Nowhere sometimes, then again everywhere.

Other scents, too, seemed to them almost the same.

These lines make me think of the confused, meandering journey of The Pilgrim’s Regress, in which John tries in vain to reach a beautiful island he has seen only in glimpses from afar.  Of course God is present in the world.  God is omnipresent; there is no spot in the cosmos where He is not fully present.  But that doesn’t mean that we are equipped to capture Him.  When we try to take on the role of the hunter and make God into the hunted, everything is backwards.  Or, to use a metaphor that’s closer to home for most of us than that of hunting, when we try to take on the role of the scientist and make God into the specimen we are studying, everything is backwards.

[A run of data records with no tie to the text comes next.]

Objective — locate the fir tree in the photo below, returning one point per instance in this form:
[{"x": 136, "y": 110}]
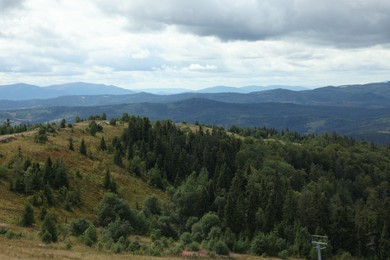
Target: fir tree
[
  {"x": 49, "y": 232},
  {"x": 103, "y": 145},
  {"x": 27, "y": 216},
  {"x": 83, "y": 147},
  {"x": 71, "y": 144}
]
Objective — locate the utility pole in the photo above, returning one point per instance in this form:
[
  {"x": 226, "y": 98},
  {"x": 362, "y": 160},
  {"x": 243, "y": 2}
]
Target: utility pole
[{"x": 319, "y": 242}]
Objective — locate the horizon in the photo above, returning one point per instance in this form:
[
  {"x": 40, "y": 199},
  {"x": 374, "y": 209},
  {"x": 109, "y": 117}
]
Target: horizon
[
  {"x": 200, "y": 88},
  {"x": 194, "y": 45}
]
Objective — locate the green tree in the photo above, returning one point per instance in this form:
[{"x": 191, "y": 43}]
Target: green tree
[
  {"x": 41, "y": 136},
  {"x": 27, "y": 216},
  {"x": 102, "y": 145},
  {"x": 49, "y": 232},
  {"x": 111, "y": 207},
  {"x": 63, "y": 123},
  {"x": 83, "y": 147},
  {"x": 118, "y": 158},
  {"x": 104, "y": 116},
  {"x": 70, "y": 144}
]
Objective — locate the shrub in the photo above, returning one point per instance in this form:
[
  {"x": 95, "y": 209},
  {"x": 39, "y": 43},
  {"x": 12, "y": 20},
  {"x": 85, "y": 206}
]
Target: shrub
[
  {"x": 46, "y": 237},
  {"x": 27, "y": 216},
  {"x": 118, "y": 229},
  {"x": 49, "y": 232},
  {"x": 221, "y": 248},
  {"x": 79, "y": 226},
  {"x": 186, "y": 238},
  {"x": 90, "y": 235},
  {"x": 111, "y": 207},
  {"x": 194, "y": 246}
]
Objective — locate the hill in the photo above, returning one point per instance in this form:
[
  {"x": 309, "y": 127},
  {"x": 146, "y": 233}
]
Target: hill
[
  {"x": 369, "y": 123},
  {"x": 375, "y": 95},
  {"x": 24, "y": 92},
  {"x": 247, "y": 190}
]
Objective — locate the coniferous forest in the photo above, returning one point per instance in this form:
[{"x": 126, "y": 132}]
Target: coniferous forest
[{"x": 244, "y": 190}]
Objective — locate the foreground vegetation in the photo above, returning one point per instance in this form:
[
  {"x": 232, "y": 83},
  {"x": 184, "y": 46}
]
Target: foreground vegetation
[{"x": 163, "y": 189}]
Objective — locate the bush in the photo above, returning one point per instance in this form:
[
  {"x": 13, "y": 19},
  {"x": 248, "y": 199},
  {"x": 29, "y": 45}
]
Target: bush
[
  {"x": 118, "y": 229},
  {"x": 111, "y": 207},
  {"x": 284, "y": 254},
  {"x": 221, "y": 248},
  {"x": 259, "y": 244},
  {"x": 46, "y": 237},
  {"x": 152, "y": 206},
  {"x": 79, "y": 226},
  {"x": 90, "y": 236},
  {"x": 194, "y": 246},
  {"x": 186, "y": 238},
  {"x": 27, "y": 216},
  {"x": 11, "y": 234},
  {"x": 49, "y": 232},
  {"x": 3, "y": 172},
  {"x": 134, "y": 246}
]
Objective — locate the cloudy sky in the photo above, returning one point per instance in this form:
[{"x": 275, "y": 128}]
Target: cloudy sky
[{"x": 194, "y": 44}]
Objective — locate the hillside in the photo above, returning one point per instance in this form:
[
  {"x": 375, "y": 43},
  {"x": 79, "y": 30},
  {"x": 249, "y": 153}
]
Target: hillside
[
  {"x": 215, "y": 192},
  {"x": 371, "y": 124},
  {"x": 22, "y": 92}
]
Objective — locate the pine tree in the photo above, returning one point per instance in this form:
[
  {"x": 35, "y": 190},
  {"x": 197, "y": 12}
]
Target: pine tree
[
  {"x": 27, "y": 216},
  {"x": 49, "y": 231},
  {"x": 118, "y": 158},
  {"x": 104, "y": 116},
  {"x": 83, "y": 147},
  {"x": 63, "y": 123},
  {"x": 71, "y": 144},
  {"x": 107, "y": 180},
  {"x": 103, "y": 145}
]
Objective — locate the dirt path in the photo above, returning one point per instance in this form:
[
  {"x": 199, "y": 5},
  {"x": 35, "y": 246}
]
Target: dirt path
[{"x": 9, "y": 138}]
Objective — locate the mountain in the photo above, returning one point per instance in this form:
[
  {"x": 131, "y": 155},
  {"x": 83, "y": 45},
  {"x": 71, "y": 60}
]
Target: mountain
[
  {"x": 375, "y": 95},
  {"x": 23, "y": 91},
  {"x": 248, "y": 89},
  {"x": 17, "y": 92},
  {"x": 361, "y": 122},
  {"x": 81, "y": 88},
  {"x": 132, "y": 188}
]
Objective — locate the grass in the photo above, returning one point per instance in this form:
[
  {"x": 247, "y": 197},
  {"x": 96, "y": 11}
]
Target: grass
[{"x": 92, "y": 169}]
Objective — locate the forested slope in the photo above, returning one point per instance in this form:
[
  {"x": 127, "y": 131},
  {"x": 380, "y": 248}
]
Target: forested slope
[{"x": 255, "y": 191}]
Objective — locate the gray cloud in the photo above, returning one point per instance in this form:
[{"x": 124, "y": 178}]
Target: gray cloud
[
  {"x": 6, "y": 5},
  {"x": 338, "y": 22}
]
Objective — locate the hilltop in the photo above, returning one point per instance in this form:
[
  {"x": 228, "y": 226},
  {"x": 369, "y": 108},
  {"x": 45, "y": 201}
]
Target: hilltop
[{"x": 165, "y": 189}]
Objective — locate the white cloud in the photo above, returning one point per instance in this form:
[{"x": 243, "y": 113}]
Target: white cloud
[{"x": 194, "y": 44}]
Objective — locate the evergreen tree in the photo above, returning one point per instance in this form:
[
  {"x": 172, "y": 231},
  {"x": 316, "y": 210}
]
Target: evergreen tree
[
  {"x": 70, "y": 145},
  {"x": 83, "y": 147},
  {"x": 104, "y": 116},
  {"x": 102, "y": 145},
  {"x": 118, "y": 158},
  {"x": 107, "y": 180},
  {"x": 27, "y": 216},
  {"x": 63, "y": 123},
  {"x": 49, "y": 232},
  {"x": 41, "y": 136}
]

Image           It is God’s very omnipresence that makes Him so difficult to pursue.  As Dorothy Sayers explains in The Mind of the Maker, everything in the world reflects God’s Triune nature, so the mysterious quality of the Trinity is not a function of God’s distance from us.  Quite the reverse.  It is a function of His presence.  “[T]he Trinitarian structure of activity is mysterious to us just because it is so universal – rather as the four-dimensional structure of space-time is mysterious because we cannot get outside to look at it” (chapter 3).

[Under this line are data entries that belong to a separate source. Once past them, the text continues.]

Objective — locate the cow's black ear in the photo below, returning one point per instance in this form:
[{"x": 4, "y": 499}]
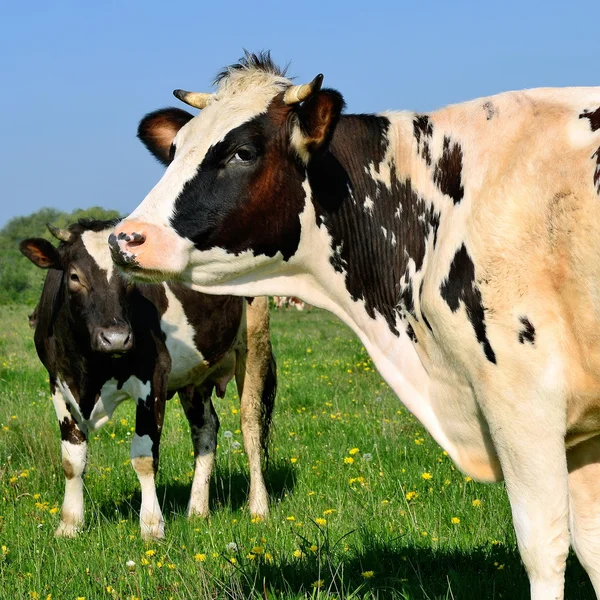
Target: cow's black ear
[
  {"x": 158, "y": 129},
  {"x": 41, "y": 253},
  {"x": 315, "y": 121}
]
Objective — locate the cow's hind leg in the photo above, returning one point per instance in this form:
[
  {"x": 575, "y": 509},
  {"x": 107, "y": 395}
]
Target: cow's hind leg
[
  {"x": 204, "y": 426},
  {"x": 144, "y": 459},
  {"x": 74, "y": 458},
  {"x": 584, "y": 489},
  {"x": 256, "y": 378},
  {"x": 528, "y": 428}
]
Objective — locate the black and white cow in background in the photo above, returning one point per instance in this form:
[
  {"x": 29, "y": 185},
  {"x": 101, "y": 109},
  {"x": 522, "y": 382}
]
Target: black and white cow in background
[
  {"x": 463, "y": 247},
  {"x": 104, "y": 340}
]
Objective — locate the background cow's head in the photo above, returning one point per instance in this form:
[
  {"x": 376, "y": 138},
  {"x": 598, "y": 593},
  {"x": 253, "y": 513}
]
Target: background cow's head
[
  {"x": 235, "y": 187},
  {"x": 91, "y": 294}
]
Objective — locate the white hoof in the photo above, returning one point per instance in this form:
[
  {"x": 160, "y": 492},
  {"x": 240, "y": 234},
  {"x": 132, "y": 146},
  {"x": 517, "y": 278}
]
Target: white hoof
[
  {"x": 68, "y": 529},
  {"x": 153, "y": 530}
]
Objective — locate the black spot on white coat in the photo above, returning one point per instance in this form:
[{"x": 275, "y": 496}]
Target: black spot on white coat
[{"x": 460, "y": 286}]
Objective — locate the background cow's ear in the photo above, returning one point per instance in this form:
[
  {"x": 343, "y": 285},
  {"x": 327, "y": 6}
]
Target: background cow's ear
[
  {"x": 316, "y": 119},
  {"x": 157, "y": 131},
  {"x": 40, "y": 252}
]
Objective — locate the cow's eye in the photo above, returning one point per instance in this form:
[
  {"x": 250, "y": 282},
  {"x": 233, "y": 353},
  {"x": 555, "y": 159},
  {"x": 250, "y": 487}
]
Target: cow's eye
[{"x": 244, "y": 155}]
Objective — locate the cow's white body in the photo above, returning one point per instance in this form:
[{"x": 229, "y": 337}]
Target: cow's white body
[{"x": 512, "y": 392}]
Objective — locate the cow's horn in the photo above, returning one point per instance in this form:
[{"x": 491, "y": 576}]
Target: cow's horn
[
  {"x": 64, "y": 235},
  {"x": 298, "y": 93},
  {"x": 195, "y": 99}
]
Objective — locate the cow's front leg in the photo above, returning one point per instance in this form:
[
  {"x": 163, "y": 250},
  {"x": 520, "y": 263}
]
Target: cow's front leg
[
  {"x": 144, "y": 458},
  {"x": 204, "y": 426},
  {"x": 528, "y": 429},
  {"x": 74, "y": 458}
]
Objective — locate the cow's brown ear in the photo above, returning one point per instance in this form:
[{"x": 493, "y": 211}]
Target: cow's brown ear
[
  {"x": 40, "y": 252},
  {"x": 157, "y": 131},
  {"x": 315, "y": 121}
]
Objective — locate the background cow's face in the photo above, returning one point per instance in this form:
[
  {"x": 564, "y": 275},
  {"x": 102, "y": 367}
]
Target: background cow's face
[
  {"x": 231, "y": 198},
  {"x": 93, "y": 293}
]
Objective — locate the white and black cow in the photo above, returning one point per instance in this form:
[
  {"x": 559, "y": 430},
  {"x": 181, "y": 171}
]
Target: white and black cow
[
  {"x": 463, "y": 247},
  {"x": 104, "y": 340}
]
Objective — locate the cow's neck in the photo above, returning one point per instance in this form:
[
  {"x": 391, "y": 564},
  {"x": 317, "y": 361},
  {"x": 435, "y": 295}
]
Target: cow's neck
[{"x": 380, "y": 228}]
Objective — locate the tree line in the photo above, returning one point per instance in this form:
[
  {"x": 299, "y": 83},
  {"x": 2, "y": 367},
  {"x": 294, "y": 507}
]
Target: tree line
[{"x": 20, "y": 281}]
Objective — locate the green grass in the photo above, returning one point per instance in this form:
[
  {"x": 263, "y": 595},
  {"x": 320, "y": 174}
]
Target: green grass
[{"x": 383, "y": 515}]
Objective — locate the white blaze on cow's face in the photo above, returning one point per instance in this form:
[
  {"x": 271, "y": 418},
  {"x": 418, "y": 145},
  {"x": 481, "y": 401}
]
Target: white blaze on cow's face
[{"x": 230, "y": 200}]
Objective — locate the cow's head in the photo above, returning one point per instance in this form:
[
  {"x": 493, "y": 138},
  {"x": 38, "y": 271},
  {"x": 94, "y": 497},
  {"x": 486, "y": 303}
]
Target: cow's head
[
  {"x": 92, "y": 293},
  {"x": 231, "y": 199}
]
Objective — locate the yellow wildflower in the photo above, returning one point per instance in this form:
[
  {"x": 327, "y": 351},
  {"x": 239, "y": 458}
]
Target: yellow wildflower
[{"x": 367, "y": 574}]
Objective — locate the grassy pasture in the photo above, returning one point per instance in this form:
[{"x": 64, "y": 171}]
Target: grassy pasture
[{"x": 364, "y": 503}]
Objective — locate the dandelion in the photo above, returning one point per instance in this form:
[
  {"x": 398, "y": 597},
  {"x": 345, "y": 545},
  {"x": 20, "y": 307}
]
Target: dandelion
[{"x": 368, "y": 574}]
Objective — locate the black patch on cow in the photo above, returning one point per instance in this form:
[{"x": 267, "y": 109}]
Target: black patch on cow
[
  {"x": 252, "y": 206},
  {"x": 460, "y": 285},
  {"x": 527, "y": 334},
  {"x": 260, "y": 61},
  {"x": 490, "y": 110},
  {"x": 593, "y": 116},
  {"x": 69, "y": 432},
  {"x": 375, "y": 265},
  {"x": 213, "y": 318},
  {"x": 447, "y": 174},
  {"x": 423, "y": 130}
]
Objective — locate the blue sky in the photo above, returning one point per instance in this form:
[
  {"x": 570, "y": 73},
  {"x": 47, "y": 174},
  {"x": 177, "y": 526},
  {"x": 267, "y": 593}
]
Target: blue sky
[{"x": 76, "y": 77}]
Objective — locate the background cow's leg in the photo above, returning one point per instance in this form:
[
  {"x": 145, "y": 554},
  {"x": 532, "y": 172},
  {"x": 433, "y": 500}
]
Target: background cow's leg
[
  {"x": 256, "y": 382},
  {"x": 144, "y": 458},
  {"x": 528, "y": 432},
  {"x": 584, "y": 488},
  {"x": 204, "y": 426},
  {"x": 74, "y": 458}
]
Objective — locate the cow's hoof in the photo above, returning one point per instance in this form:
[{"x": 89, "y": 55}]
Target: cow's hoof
[
  {"x": 259, "y": 508},
  {"x": 67, "y": 530},
  {"x": 153, "y": 531},
  {"x": 195, "y": 512}
]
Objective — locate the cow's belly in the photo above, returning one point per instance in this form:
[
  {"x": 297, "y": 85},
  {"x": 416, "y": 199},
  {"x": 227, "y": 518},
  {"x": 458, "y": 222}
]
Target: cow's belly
[
  {"x": 439, "y": 397},
  {"x": 189, "y": 367}
]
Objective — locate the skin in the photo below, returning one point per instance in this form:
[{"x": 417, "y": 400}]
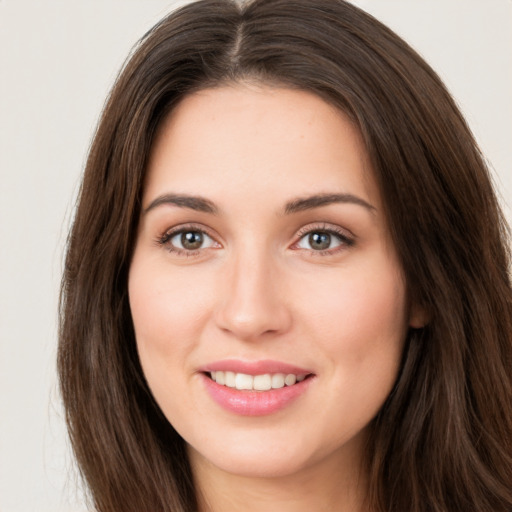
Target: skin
[{"x": 256, "y": 289}]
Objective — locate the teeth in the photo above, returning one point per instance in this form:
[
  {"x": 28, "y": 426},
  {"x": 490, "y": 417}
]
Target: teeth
[
  {"x": 264, "y": 382},
  {"x": 229, "y": 379}
]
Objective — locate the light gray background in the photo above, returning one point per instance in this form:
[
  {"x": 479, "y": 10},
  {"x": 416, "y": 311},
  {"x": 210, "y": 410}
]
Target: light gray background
[{"x": 57, "y": 62}]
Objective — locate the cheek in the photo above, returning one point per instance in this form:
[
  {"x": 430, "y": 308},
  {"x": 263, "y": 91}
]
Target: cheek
[
  {"x": 359, "y": 317},
  {"x": 168, "y": 312}
]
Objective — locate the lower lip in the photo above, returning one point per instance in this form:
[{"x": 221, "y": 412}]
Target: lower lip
[{"x": 255, "y": 403}]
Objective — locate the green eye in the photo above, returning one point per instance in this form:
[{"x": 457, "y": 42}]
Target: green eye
[
  {"x": 323, "y": 240},
  {"x": 190, "y": 240}
]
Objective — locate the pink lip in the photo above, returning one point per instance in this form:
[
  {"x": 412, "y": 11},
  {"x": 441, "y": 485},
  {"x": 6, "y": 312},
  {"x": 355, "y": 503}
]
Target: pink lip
[
  {"x": 254, "y": 367},
  {"x": 254, "y": 403}
]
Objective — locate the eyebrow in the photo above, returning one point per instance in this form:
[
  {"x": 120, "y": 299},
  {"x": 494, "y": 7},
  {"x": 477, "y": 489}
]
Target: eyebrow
[
  {"x": 204, "y": 205},
  {"x": 318, "y": 200},
  {"x": 197, "y": 203}
]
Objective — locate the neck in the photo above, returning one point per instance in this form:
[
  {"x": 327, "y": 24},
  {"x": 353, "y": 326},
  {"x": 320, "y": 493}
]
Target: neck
[{"x": 323, "y": 486}]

Lewis himself says much the same thing in Miracles.

“[T]he fact which is in one respect the most obvious and primary fact, and through which alone you have access to all the other facts, may be precisely the one that is most easily forgotten – forgotten not because it is so remote or abstruse but because it is so near and so obvious. . . . The Supernatural . . .  is a matter of daily and hourly experience, as intimate as breathing.  Denial of it depends on a certain absent-mindedness.  But this absent-mindedness is in no way surprising.”

But in “No Beauty We Could Desire,” Lewis is saying more than that he is too absent-minded to find God.  Even when he tries, even when he is focused and attentive and searching, the hunt is beyond his ability – whether because of finitude or because of sin, he does not say.  His theory has been that he has only to change his point of view, and he will see God all around him.  But in this poem he acknowledges that he is not capable of making that change.   The poem will end optimistically, but to get there requires this confession as a starting point.